When forwarding a function's result via template function, I encountered different behaviour regarding utilization of "named return value optimization (NRVO)" for clang and gcc. Here a code snippet:

Foo provideFooAsTemporary() 
{
    return Foo{};
}

template <typename TFn>
auto forwardA(TFn &&fn) 
{
    auto result = fn();
    return result;
}

template <typename TFn>
auto forwardB(TFn &&fn) -> decltype(fn()) 
{
    auto result = fn();
    return result;
}

Foo fooA = forwardA(provideFooAsTemporary);  
Foo fooB = forwardB(provideFooAsTemporary);

Here my observations (also see godbolt example):

gcc 14.1: Avoids any move operations for both forwardA and forwardB.
clang 18.0.1: Avoids moving only for forwardB, but a move operation occurs for forwardA.

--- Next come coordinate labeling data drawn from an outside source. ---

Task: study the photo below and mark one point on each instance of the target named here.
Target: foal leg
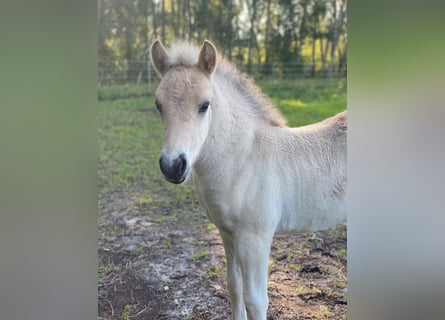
(253, 253)
(234, 281)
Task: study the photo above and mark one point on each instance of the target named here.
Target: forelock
(183, 53)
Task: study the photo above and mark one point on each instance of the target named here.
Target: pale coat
(254, 175)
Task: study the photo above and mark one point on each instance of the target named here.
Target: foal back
(310, 163)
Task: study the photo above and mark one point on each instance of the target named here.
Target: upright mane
(184, 53)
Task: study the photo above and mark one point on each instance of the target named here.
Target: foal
(254, 175)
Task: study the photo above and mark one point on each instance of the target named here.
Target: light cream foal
(254, 175)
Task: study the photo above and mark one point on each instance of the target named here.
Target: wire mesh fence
(140, 72)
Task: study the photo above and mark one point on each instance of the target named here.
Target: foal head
(183, 99)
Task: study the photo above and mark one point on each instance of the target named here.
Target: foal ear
(207, 58)
(159, 57)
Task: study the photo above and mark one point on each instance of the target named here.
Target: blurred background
(265, 38)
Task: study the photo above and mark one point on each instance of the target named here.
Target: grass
(130, 137)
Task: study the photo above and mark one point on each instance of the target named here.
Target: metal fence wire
(112, 72)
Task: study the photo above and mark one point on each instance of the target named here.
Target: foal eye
(203, 108)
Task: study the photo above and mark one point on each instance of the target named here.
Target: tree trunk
(154, 20)
(163, 21)
(338, 25)
(267, 35)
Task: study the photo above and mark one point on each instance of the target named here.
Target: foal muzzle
(175, 170)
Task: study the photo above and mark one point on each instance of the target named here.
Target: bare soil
(167, 262)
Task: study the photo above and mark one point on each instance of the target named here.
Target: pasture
(159, 258)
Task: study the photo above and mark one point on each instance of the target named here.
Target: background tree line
(285, 37)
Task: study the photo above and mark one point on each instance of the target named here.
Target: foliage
(247, 32)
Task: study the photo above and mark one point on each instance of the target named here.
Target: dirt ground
(167, 262)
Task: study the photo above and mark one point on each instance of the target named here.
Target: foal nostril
(182, 164)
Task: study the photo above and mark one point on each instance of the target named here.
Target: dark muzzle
(174, 170)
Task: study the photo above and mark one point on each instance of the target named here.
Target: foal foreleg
(234, 280)
(253, 254)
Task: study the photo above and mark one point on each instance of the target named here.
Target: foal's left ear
(207, 58)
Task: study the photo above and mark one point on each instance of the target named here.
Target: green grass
(306, 101)
(130, 136)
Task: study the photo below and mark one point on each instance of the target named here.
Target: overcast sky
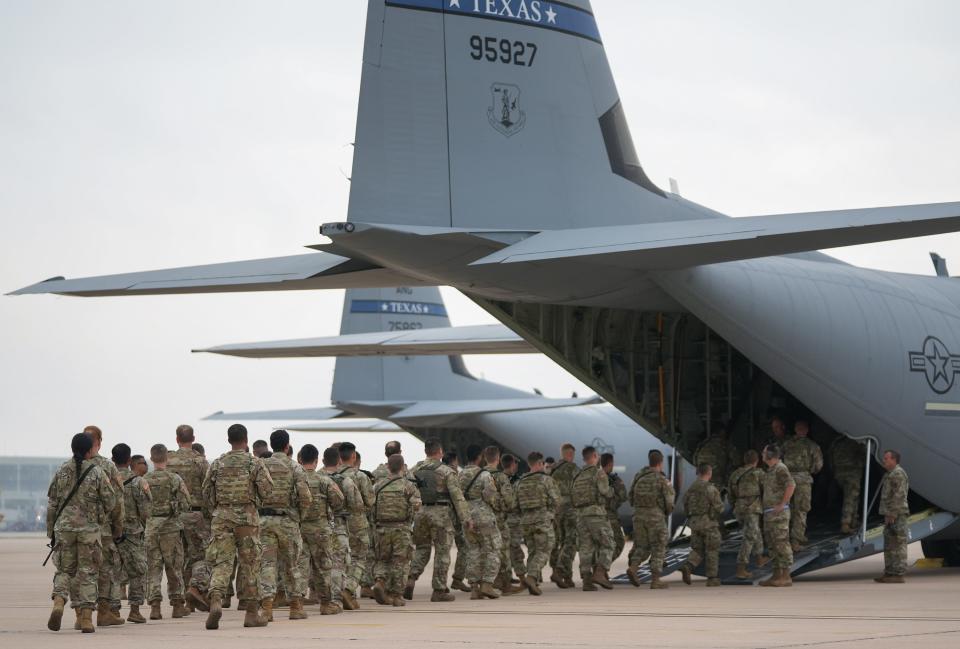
(138, 135)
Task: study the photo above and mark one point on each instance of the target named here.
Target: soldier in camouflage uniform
(703, 506)
(397, 501)
(895, 510)
(108, 585)
(589, 495)
(316, 526)
(777, 489)
(614, 503)
(164, 543)
(358, 524)
(848, 459)
(744, 490)
(481, 531)
(507, 503)
(191, 466)
(804, 458)
(136, 511)
(343, 585)
(652, 498)
(433, 527)
(280, 537)
(73, 527)
(537, 499)
(233, 486)
(565, 526)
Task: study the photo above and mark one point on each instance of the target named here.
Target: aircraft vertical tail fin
(496, 114)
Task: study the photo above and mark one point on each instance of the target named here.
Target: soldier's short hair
(309, 454)
(331, 457)
(430, 446)
(237, 433)
(395, 463)
(184, 434)
(120, 454)
(473, 452)
(158, 453)
(279, 440)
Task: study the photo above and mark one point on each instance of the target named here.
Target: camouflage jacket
(652, 490)
(95, 500)
(803, 457)
(234, 486)
(893, 496)
(168, 499)
(191, 467)
(136, 503)
(702, 505)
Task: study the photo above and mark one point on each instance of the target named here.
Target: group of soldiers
(274, 531)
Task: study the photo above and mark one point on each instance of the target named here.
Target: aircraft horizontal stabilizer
(298, 272)
(442, 341)
(682, 244)
(302, 414)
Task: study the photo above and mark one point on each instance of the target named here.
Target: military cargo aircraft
(493, 155)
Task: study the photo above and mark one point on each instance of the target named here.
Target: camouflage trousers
(394, 551)
(77, 562)
(133, 555)
(282, 544)
(776, 535)
(649, 539)
(619, 542)
(108, 581)
(196, 537)
(705, 546)
(361, 551)
(517, 559)
(316, 561)
(895, 539)
(800, 506)
(433, 530)
(164, 553)
(850, 484)
(596, 543)
(752, 543)
(565, 527)
(541, 539)
(483, 546)
(231, 542)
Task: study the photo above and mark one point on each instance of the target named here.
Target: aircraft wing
(317, 270)
(681, 244)
(443, 341)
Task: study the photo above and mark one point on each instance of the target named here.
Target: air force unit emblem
(505, 114)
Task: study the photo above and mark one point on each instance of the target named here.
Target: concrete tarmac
(838, 607)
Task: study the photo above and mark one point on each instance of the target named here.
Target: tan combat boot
(134, 616)
(56, 615)
(656, 583)
(86, 621)
(216, 611)
(196, 599)
(487, 590)
(253, 617)
(296, 609)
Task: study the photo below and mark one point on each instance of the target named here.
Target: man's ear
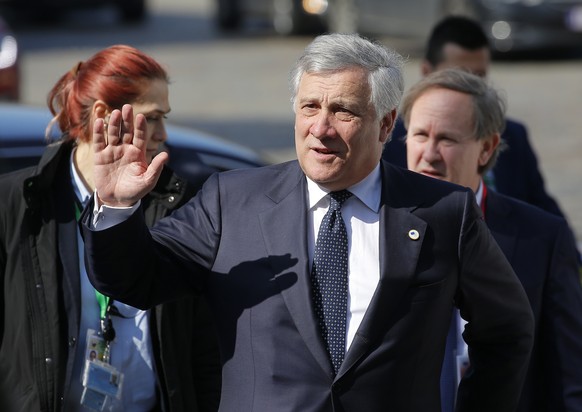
(488, 147)
(386, 125)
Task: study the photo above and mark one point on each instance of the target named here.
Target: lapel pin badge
(413, 234)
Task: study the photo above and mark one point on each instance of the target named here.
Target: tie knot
(338, 198)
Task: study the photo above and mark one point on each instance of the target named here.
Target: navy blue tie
(329, 278)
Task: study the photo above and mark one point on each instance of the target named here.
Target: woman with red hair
(63, 345)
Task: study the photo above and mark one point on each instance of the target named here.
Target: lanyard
(105, 303)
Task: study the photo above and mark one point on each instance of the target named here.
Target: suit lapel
(502, 227)
(289, 236)
(399, 254)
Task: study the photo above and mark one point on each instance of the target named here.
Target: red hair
(116, 75)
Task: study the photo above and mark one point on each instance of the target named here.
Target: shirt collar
(479, 193)
(368, 190)
(78, 186)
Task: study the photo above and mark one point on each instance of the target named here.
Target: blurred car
(9, 64)
(131, 10)
(286, 16)
(194, 155)
(512, 25)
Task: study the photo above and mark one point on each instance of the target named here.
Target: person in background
(454, 121)
(332, 277)
(53, 323)
(460, 42)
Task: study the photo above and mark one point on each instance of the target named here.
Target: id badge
(103, 378)
(96, 346)
(93, 400)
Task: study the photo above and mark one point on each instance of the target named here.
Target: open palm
(121, 172)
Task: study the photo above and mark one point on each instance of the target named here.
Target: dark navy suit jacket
(540, 248)
(516, 171)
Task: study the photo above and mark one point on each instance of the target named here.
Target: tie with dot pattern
(329, 278)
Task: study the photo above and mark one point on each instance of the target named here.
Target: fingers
(121, 128)
(99, 141)
(126, 132)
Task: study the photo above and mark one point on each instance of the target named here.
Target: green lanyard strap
(104, 301)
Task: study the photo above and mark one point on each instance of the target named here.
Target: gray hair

I would have expected that forwardA triggers NRVO also for clang.

Here my questions:

What exactly is the difference between forwardA and forwardB? Why does the specified trailing return type make a difference?
Is there a simpler way to enable NRVO for clang than what is shown in forwardB?

Solution

Surprisingly this is a known issue in Clang's current implementation of NRVO:

If a function template uses a deduced return type (i.e. auto or decltype(auto)), then NRVO is not applied for any instantiation of that function template.

See e.g. the bug reports

and probably more others.

As far as I can see, there isn't really any reason that application of NRVO should depend on whether or not the return type is explicitly specified. This seems to be a limitation of the current implementation approach.

However, from a conformance point of view, NRVO is never guaranteed to happen and a compiler is always free to choose not to apply it. It can't be forced to do it.